Stones rock club with surprise gig
The Rolling Stones have ripped through Los Angeles' intimate Fonda Theatre with enough energy to fuel their entire 15-city North American tour, in a surprise concert.
The band had announced they would perform a "club show" to kick off their Zip Code tour, which launches on Sunday in San Diego.
The concert at the 1,300-capacity venue instantly sold out, with one fan outside the theatre offering 4,000 dollars (£2,500) for one ticket.
The Stones played for an hour and a half, including the entire Sticky Fingers album, with the same enthusiasm they had when the record was released in 1971. The group is re-releasing the album next week.
"So this is our first show of our tour," an animated Mick Jagger said. "Tonight we're doing something we've never done before ... We're going to do the whole of Sticky Fingers."
They played each of the tracks as promised, with Sir Mick, 71, exhibiting the energy of a high-school cheerleader. He strutted and boogied, puffed out his bird-like chest, punched the air and wiggled his wiry frame, grinning, clapping and urging the audience to join in.
Keith Richards was in fine voice, too, and extra smiley, as was Ronnie Wood, all cheekbones and sinew, and drummer Charlie Watts, who shared a toothy smile with Sir Mick.
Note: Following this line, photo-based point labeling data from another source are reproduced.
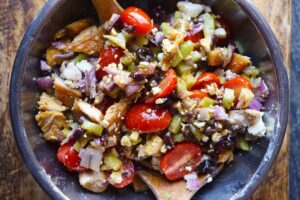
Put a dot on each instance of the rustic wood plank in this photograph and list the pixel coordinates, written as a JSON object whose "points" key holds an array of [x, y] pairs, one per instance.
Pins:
{"points": [[17, 183]]}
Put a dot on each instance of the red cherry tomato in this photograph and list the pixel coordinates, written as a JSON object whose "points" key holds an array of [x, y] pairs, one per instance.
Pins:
{"points": [[176, 163], [237, 84], [206, 78], [194, 38], [224, 24], [136, 17], [127, 172], [69, 157], [167, 85], [107, 56], [147, 118], [197, 94]]}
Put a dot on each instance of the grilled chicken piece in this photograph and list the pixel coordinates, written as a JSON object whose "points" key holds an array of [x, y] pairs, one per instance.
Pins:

At times, there were as many as 11 musicians on stage, with two keyboardists, two backup singers, two saxophone players and a bassist joining the four Stones members.
The crowd was just as starry, with Jack Nicholson, Bruce Willis, Harry Styles, Leonard Cohen and Kesha among those enjoying the show from the private balcony, open strictly to VIPs.
Sir Mick was the master of ceremonies, and in great spirits.
"I should have warned you before, but there may be a lot of 60s drug references on this record that may puzzle some people. It was a great, groovy scene," he said as he introduced Sister Morphine.
"That's seriously a bit of a down song," he said when they finished it. "And there's more to come!"
He strapped on an acoustic guitar to perform Wild Horses and Richards sat down with a 12-string for You've Got To Move. The set also included Start Me Up, When The Whip Comes Down and All Down the Line.
The band used the encore to pay tribute to the late BB King, who died last week.
"He was one of our favourite guitarists," Sir Mick said, "a wonderful guy who played with us on a number of occasions."
The Stones' version of Rock Me Baby featured a harmonica solo by Sir Mick. They also played Jumpin' Jack Flash before finishing with Otis Redding's Can't Turn You Loose, capping the night with an all-band bow.
The secret-show-before-the-tour is becoming tradition for the Rolling Stones, who played at an even tinier Los Angeles club before launching its 50 And Counting tour at Staples Centre in 2013.
"Next year we'll come back and do the whole of Satanic Majesties," Sir Mick quipped.